Attenti a quei due… per le calli di Venezia

Li avevamo lasciati alla Mostra del Cinema di Venezia, Pietro Turco e Stefania Leone, vicepresidente e segretario generale dell’ADV (Associazione Disabili Visivi), e li ritroviamo ora tra calli e canali della città lagunare, tra Piazza San Marco e l’Arsenale, tra la Biennale di Architettura e il Ponte dell’Accademia, a chiedersi tra l’altro: «Ma quale soddisfazione possono provare due persone cieche a salire sul campanile di San Marco?». La risposta la forniscono loro stessi ed è quanto mai eloquente…

Vista di Venezia dal Campanile di San Marco

Una vista di Venezia dal Campanile di San Marco. «Ma quale soddisfazione possono provare due persone cieche a salire su quel campanile?». La risposta la forniscono Pietro Turco e Stefania Leone producendo alcuni esempi quanto mai significativi

Li avevamo lasciati alla Mostra del Cinema di Venezia, Pietro Turco e Stefania Leone, vicepresidente e segretario generale dell’ADV (Associazione Disabili Visivi), e li ritroviamo ora tra calli e canali della città lagunare, tra Piazza San Marco e l’Arsenale, tra la Biennale di Architettura e il Ponte dell’Accademia, a chiedersi tra l’altro: «Ma quale soddisfazione possono provare due persone cieche a salire sul campanile di San Marco?». La risposta la forniscono loro stessi ed è quanto mai eloquente… 

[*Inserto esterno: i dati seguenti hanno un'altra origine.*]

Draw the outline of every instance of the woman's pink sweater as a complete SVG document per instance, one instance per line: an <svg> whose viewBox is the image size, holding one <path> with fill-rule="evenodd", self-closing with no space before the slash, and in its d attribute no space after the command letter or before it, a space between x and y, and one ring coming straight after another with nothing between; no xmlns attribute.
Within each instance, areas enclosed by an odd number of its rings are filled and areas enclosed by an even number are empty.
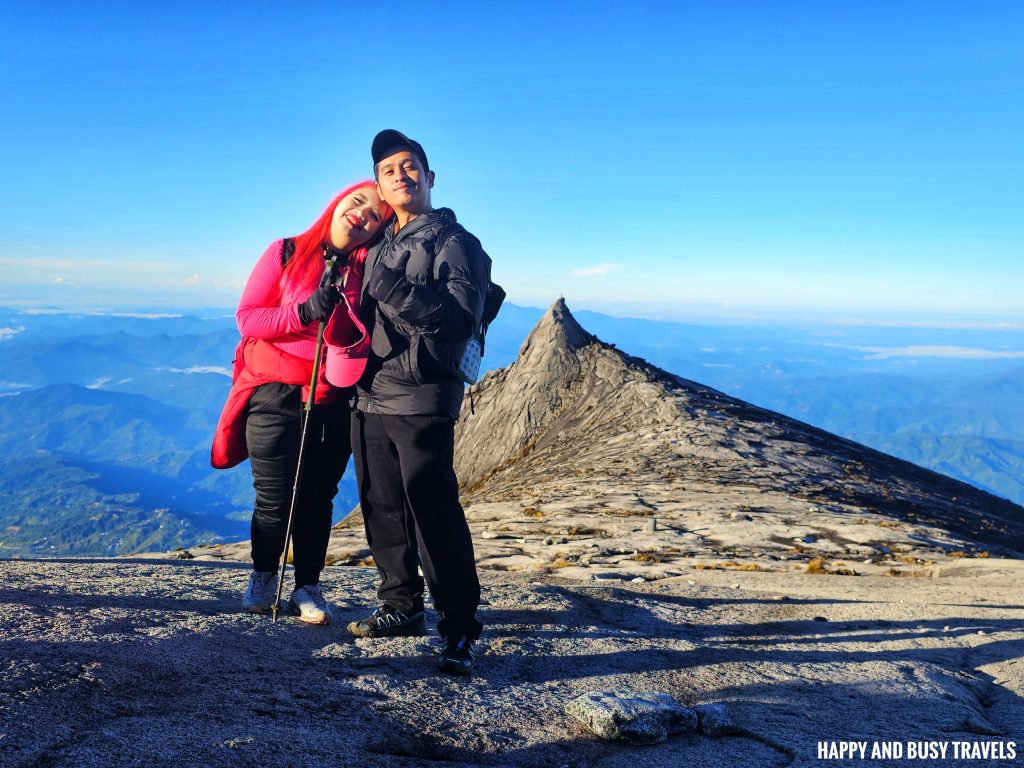
<svg viewBox="0 0 1024 768"><path fill-rule="evenodd" d="M317 326L310 323L303 327L299 320L299 303L317 286L289 280L283 290L279 288L284 274L283 245L284 240L275 240L256 262L238 302L235 320L243 338L264 339L282 352L312 360L316 352Z"/></svg>
<svg viewBox="0 0 1024 768"><path fill-rule="evenodd" d="M270 244L249 275L249 281L238 302L235 320L243 338L263 339L282 352L312 360L316 353L317 324L303 327L299 320L299 304L317 287L294 279L279 289L284 268L281 248L284 240ZM341 271L344 289L341 302L331 315L324 331L327 344L327 378L335 386L348 387L362 372L353 366L354 359L365 358L369 347L366 328L359 319L359 293L363 286L365 250L353 256ZM289 277L291 275L289 274Z"/></svg>

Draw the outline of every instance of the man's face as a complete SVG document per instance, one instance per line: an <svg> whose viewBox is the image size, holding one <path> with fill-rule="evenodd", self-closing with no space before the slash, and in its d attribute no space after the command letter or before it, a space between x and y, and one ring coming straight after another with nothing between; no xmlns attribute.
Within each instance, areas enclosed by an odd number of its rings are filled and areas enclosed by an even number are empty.
<svg viewBox="0 0 1024 768"><path fill-rule="evenodd" d="M392 208L413 213L430 210L434 172L423 170L415 152L396 152L377 163L377 190Z"/></svg>

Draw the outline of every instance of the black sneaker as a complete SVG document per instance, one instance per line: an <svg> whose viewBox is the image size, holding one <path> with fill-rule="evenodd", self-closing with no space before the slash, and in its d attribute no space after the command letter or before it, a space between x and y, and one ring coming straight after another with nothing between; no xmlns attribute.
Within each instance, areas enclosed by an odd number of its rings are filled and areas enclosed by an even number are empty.
<svg viewBox="0 0 1024 768"><path fill-rule="evenodd" d="M444 647L437 656L437 666L445 672L468 675L473 671L473 641L466 635L444 638Z"/></svg>
<svg viewBox="0 0 1024 768"><path fill-rule="evenodd" d="M365 619L353 621L348 631L356 637L409 637L427 634L423 611L403 613L384 604Z"/></svg>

Siamo tornati sul luogo del delitto. O meglio, non ce ne siamo mai andati. Dopo avervi “deliziato” con il resoconto delle nostre scorribande lungo i viali del Lido tra red carpet e cineprese, parliamo ora della seconda parte della nostra “missione”, quella tra i canali di Venezia, lungo le calli più o meno affollate di una città che non finisce mai di sorprendere.

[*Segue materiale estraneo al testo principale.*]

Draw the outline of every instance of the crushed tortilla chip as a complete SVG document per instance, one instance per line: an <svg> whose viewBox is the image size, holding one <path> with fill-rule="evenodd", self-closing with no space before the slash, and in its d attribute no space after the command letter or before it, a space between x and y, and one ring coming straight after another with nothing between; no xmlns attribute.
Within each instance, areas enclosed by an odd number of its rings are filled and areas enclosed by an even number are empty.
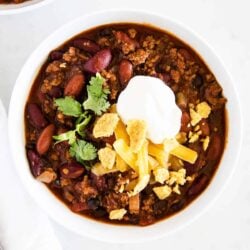
<svg viewBox="0 0 250 250"><path fill-rule="evenodd" d="M156 168L154 171L155 181L163 184L169 178L169 172L166 168Z"/></svg>
<svg viewBox="0 0 250 250"><path fill-rule="evenodd" d="M191 125L195 126L202 118L208 118L211 113L211 107L206 102L201 102L194 108L190 108Z"/></svg>
<svg viewBox="0 0 250 250"><path fill-rule="evenodd" d="M206 136L206 138L203 140L203 145L202 145L204 151L207 150L209 142L210 142L210 138L209 136Z"/></svg>
<svg viewBox="0 0 250 250"><path fill-rule="evenodd" d="M202 119L201 115L197 113L194 109L190 108L191 125L195 126Z"/></svg>
<svg viewBox="0 0 250 250"><path fill-rule="evenodd" d="M180 191L180 188L179 188L179 185L176 184L174 187L173 187L173 192L175 192L176 194L181 194L181 191Z"/></svg>
<svg viewBox="0 0 250 250"><path fill-rule="evenodd" d="M211 108L207 102L201 102L197 104L196 111L202 118L208 118L211 113Z"/></svg>
<svg viewBox="0 0 250 250"><path fill-rule="evenodd" d="M95 138L109 137L114 133L119 117L115 113L106 113L102 115L96 122L93 135Z"/></svg>
<svg viewBox="0 0 250 250"><path fill-rule="evenodd" d="M109 219L110 220L122 220L123 216L126 213L127 213L127 210L124 208L112 210L109 213Z"/></svg>
<svg viewBox="0 0 250 250"><path fill-rule="evenodd" d="M161 186L161 187L154 187L153 191L155 192L155 194L160 200L166 199L172 193L172 189L168 185Z"/></svg>
<svg viewBox="0 0 250 250"><path fill-rule="evenodd" d="M109 147L101 148L98 151L98 157L103 167L112 169L115 164L116 152Z"/></svg>
<svg viewBox="0 0 250 250"><path fill-rule="evenodd" d="M186 169L181 168L178 171L171 171L168 184L172 186L174 183L184 185L186 183Z"/></svg>
<svg viewBox="0 0 250 250"><path fill-rule="evenodd" d="M198 133L194 133L191 135L190 139L189 139L189 143L194 143L196 141L198 141L199 139L199 134Z"/></svg>

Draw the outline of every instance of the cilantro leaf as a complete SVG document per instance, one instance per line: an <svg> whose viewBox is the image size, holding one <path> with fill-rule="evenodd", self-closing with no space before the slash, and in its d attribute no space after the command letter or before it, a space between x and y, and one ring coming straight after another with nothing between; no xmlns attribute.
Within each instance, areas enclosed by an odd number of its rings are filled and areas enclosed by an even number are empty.
<svg viewBox="0 0 250 250"><path fill-rule="evenodd" d="M97 157L96 147L84 140L76 140L70 147L70 155L80 163L94 160Z"/></svg>
<svg viewBox="0 0 250 250"><path fill-rule="evenodd" d="M76 131L69 130L66 133L53 136L53 139L57 141L56 143L60 143L62 141L69 141L69 144L73 144L76 141Z"/></svg>
<svg viewBox="0 0 250 250"><path fill-rule="evenodd" d="M64 115L79 117L82 114L82 105L72 97L58 98L55 104Z"/></svg>
<svg viewBox="0 0 250 250"><path fill-rule="evenodd" d="M107 100L110 92L108 89L103 88L104 82L105 79L97 73L95 77L91 77L87 86L88 99L83 103L83 107L94 111L96 115L101 115L110 107Z"/></svg>

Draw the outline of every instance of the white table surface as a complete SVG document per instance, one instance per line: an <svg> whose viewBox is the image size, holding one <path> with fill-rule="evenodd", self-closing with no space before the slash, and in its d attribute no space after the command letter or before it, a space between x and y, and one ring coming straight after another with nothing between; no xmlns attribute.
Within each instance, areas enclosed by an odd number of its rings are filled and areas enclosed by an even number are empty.
<svg viewBox="0 0 250 250"><path fill-rule="evenodd" d="M173 17L190 26L212 45L231 72L241 99L245 125L243 148L236 172L220 199L205 215L190 226L161 240L145 244L112 245L80 237L52 222L55 232L65 250L135 248L147 250L159 247L171 250L249 250L249 0L153 0L147 2L55 0L53 4L32 13L0 16L0 98L8 108L12 88L23 63L34 48L57 27L92 11L108 8L141 9L141 5L144 6L143 9Z"/></svg>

L’arrivo alla stazione di Santa Lucia ci catapulta in un posto fuori dal mondo. Dai binari del treno ai canali passano pochi metri, durante i quali si deve portare indietro l’orologio del tempo, per adattarsi a una dimensione che non è più nostra, quella dell’assenza delle automobili, dei motorini, dei monopattini elettrici, persino delle biciclette.
Dopo qualche ora di cammino per Venezia, ci si rende conto che quel silenzio di fondo non è l’intervallo tra un semaforo verde ed un altro, ma è la normalità. Il rumore lontano dei vaporetti a motore fortunatamente non riesce ad annullare questa magia silenziosa.

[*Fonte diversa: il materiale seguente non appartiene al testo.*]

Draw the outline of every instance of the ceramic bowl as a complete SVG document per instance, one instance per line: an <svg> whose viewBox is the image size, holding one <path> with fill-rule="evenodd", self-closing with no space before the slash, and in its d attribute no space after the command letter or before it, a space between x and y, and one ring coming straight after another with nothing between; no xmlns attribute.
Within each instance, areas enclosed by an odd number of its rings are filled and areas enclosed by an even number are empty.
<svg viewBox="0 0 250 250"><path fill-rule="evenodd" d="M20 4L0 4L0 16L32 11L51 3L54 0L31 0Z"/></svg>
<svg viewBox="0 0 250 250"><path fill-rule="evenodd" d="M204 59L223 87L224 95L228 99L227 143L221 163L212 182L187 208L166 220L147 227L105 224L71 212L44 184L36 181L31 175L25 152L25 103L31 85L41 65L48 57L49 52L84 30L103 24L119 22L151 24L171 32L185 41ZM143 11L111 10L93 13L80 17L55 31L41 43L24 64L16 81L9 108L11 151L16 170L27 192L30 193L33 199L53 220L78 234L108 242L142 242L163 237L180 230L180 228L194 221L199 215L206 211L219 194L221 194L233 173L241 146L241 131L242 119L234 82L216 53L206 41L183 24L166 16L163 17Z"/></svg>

La Venezia che si allontana dal Canal Grande e dalla Giudecca ci avvolge con la sua atmosfera ovattata, lenta e dondolante, come lo sciabordio dell’acqua sui palazzi e sui pali di legno conficcati a terra, o meglio sul fondo del mare, che ne sostengono la struttura, come mute radici inverse di una città che sembra nata dalla fantasia di un sognatore.
Ci si ritrova a far parte di una veduta del Canaletto, lungo la Riva degli Schiavoni, impastati nel colore pastello. Lo si sente addosso – forse è l’umidità dell’aria che entra nelle ossa – il rollio intermittente delle barche alla fonda, il verso dei gabbiani che ci ronzano intorno o gli spruzzi portati da un vento sbarazzino.
Frasi fatte, parole scontate, ma a Venezia le parole mancano per descriverne fino in fondo la bellezza e allora, forse, vanno bene così.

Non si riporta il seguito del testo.